Felipe Magno de Almeida wrote:
On Fri, Dec 18, 2009 at 6:11 AM, Emil Dotchevski <emildotchevski@gmail.com> wrote:
On Thu, Dec 17, 2009 at 11:17 PM, Dean Michael Berris <mikhailberis@gmail.com> wrote:
[snip]
Really? I thought this was implementation-defined?
Sure, but it is specified that if you reinterpret_cast from T1* to T2*, then reinterpret_cast the resulting T2* back to T1*, you'll get the original value (as long as T2 doesn't have stricter alignment requirements.)
But nothing else is guaranteed. The compiler might very well increment it by one byte when casting to T2 and then decrement it when casting it back. It is perfectly valid behavior for reinterpret_cast.
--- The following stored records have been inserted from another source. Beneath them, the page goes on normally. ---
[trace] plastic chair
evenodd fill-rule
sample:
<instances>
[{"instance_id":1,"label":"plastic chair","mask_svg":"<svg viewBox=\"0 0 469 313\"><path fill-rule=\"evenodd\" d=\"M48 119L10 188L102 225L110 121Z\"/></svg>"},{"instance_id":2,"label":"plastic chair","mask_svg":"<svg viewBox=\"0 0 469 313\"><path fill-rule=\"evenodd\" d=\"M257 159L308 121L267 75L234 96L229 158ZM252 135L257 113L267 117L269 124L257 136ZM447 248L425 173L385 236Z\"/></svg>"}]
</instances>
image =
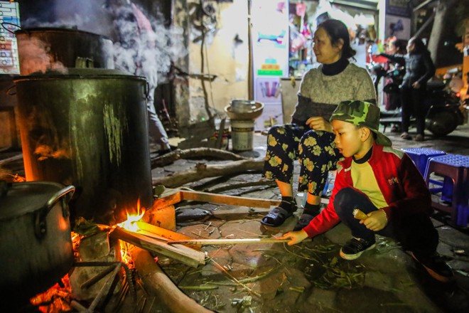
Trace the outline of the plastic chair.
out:
<instances>
[{"instance_id":1,"label":"plastic chair","mask_svg":"<svg viewBox=\"0 0 469 313\"><path fill-rule=\"evenodd\" d=\"M425 181L430 182L434 173L451 179L453 195L451 204L445 206L432 201L432 207L451 215L451 223L467 227L469 217L469 156L446 154L431 158L425 171Z\"/></svg>"},{"instance_id":2,"label":"plastic chair","mask_svg":"<svg viewBox=\"0 0 469 313\"><path fill-rule=\"evenodd\" d=\"M428 159L446 154L446 152L444 151L426 148L403 148L401 150L414 161L414 164L417 166L419 171L420 171L422 176L425 174L425 169L426 169L426 164Z\"/></svg>"},{"instance_id":3,"label":"plastic chair","mask_svg":"<svg viewBox=\"0 0 469 313\"><path fill-rule=\"evenodd\" d=\"M419 171L425 175L426 164L430 158L446 154L446 152L441 150L435 150L433 149L426 148L403 148L402 151L414 161L414 164L419 169ZM448 177L445 177L443 182L431 179L430 182L434 185L439 186L439 188L431 189L430 191L435 193L441 192L441 200L444 201L451 201L453 196L453 180ZM429 187L429 186L428 186Z\"/></svg>"}]
</instances>

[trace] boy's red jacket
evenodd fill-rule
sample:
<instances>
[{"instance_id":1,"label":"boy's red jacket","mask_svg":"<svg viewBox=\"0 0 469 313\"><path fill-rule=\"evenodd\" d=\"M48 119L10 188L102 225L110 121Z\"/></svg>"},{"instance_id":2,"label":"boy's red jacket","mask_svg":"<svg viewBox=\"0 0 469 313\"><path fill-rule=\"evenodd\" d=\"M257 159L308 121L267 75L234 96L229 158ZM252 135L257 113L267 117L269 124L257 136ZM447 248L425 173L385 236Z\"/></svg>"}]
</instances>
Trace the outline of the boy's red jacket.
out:
<instances>
[{"instance_id":1,"label":"boy's red jacket","mask_svg":"<svg viewBox=\"0 0 469 313\"><path fill-rule=\"evenodd\" d=\"M338 164L337 176L329 204L303 228L312 238L328 230L340 221L334 209L337 192L353 186L350 166L352 157ZM368 160L378 186L388 206L382 208L388 221L417 213L431 214L431 195L421 174L412 160L401 150L374 144L373 152Z\"/></svg>"}]
</instances>

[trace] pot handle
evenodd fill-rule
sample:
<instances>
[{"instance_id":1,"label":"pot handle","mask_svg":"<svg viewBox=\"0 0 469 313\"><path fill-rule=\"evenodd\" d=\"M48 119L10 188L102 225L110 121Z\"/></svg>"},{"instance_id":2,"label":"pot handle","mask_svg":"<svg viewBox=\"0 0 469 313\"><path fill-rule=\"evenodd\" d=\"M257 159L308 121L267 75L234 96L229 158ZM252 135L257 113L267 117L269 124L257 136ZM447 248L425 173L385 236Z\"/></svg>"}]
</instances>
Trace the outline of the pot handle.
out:
<instances>
[{"instance_id":1,"label":"pot handle","mask_svg":"<svg viewBox=\"0 0 469 313\"><path fill-rule=\"evenodd\" d=\"M5 25L11 25L16 27L18 27L19 29L22 29L21 26L19 25L14 24L13 23L7 23L7 22L3 22L1 23L1 27L3 27L6 31L11 33L15 33L14 31L10 31L8 28L5 27Z\"/></svg>"},{"instance_id":2,"label":"pot handle","mask_svg":"<svg viewBox=\"0 0 469 313\"><path fill-rule=\"evenodd\" d=\"M68 187L64 188L62 190L57 191L50 199L44 206L40 208L38 212L36 213L34 218L34 233L38 239L41 239L45 235L47 230L45 225L45 218L47 215L50 212L52 208L55 205L57 201L62 199L62 213L64 217L68 216L68 211L65 211L64 209L65 206L67 206L68 201L72 198L73 193L75 192L75 186L68 186ZM71 193L68 199L63 198L68 193Z\"/></svg>"}]
</instances>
Maybe, in principle, but if you try to write such a compiler you'll find that it isn't as easy, even if we dismiss C compatibility as a concern and stick to C++03. (In the latest C++0x draft reinterpret_cast for pointers to standard layout types is defined to do the static_cast dance.)
IMO we should be using static_cast<T2*>(static_cast<void*>(x)) which is not implementation-defined.
There isn't much difference. In practice, the two do the same thing. g++ should issue the same warning for both; it doesn't because the current frontend isn't smart enough to see through the intermediate void*.